Kebetulan hujan juga turun baru saja.

Adit yang sudah duduk di bangku pojok, mengangkat tangannya. Memanggil Reygan dan kedua sahabatnya.

"Siapa, Dit?" Kiki bertanya ketika sudah sampai di meja pojok dan melihat Adit sendirian.

"Yang gue ceritain kemarin. Riana."

Ari langsung heboh. "Oh, ini yang Riana-Riana itu?"

Yang disebut namanya tersenyum seraya melangkah mendekat, menyapa.

"Aduh, man, gue nggak kuat sama senyumnya." Kiki memeluk Ari.

Reygan masih diam ketika kedua sahabatnya berebut berjabat tangan dengan Raina. Bahkan harus dipukul Adit agar mereka melepaskan tangan mereka.

Gadis ini kalau Reygan tidak salah ingat adalah gadis yang berpapasan dengannya di tangga, dengan bertumpuk buku di tangan. Jadi gadis ini yang membuat Adit gila sebulan ini?

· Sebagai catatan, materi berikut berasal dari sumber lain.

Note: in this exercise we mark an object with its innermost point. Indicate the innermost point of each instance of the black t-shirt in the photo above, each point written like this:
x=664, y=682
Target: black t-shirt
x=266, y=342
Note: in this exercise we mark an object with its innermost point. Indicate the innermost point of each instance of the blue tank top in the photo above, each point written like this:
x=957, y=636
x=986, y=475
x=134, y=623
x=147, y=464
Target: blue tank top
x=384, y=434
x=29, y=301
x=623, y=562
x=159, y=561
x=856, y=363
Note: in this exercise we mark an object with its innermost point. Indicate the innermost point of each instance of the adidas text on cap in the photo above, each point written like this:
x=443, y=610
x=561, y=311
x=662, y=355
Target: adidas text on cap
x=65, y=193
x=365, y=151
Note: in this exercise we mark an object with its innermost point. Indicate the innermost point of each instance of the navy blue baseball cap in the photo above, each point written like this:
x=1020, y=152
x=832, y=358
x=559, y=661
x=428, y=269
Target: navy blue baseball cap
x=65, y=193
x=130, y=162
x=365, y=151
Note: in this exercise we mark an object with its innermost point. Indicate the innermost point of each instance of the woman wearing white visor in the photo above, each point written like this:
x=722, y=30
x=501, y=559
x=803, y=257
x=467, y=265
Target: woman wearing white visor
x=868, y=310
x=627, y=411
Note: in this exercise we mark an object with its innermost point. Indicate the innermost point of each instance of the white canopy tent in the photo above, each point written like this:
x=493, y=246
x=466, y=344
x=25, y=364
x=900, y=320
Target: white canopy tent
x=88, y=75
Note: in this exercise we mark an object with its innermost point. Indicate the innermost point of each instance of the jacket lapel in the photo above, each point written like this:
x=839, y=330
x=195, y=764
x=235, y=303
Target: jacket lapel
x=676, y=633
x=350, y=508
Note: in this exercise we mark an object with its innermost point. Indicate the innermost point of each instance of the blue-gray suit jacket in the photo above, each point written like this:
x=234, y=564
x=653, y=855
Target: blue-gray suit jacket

Reygan duduk di kursi yang kebetulan berhadapan dengan Riana. Adit duduk di sampingnya. Sementara Ari dan Kiki duduk di dekat Reygan.

"Eh, eh, nama kalian sama!" Kiki tiba-tiba berseru. Adit menatap bingung, siapa pula yang dimaksud Kiki?

"Riana Putri. Reygan Putra."

"Beda jauh!" Adit menyahut.

Reygan juga menepuk bahu Kiki. "Ngaco lo. Sana pesan. Gue bakso kayak biasa."

"Giliran lo yang pesan, Rey. Kemarin kan gue."

"Gue di pojok ini. Nggak bsia keluar." Reygan beralasan. Dia memang duduk menempel tembok dan sudah pewe.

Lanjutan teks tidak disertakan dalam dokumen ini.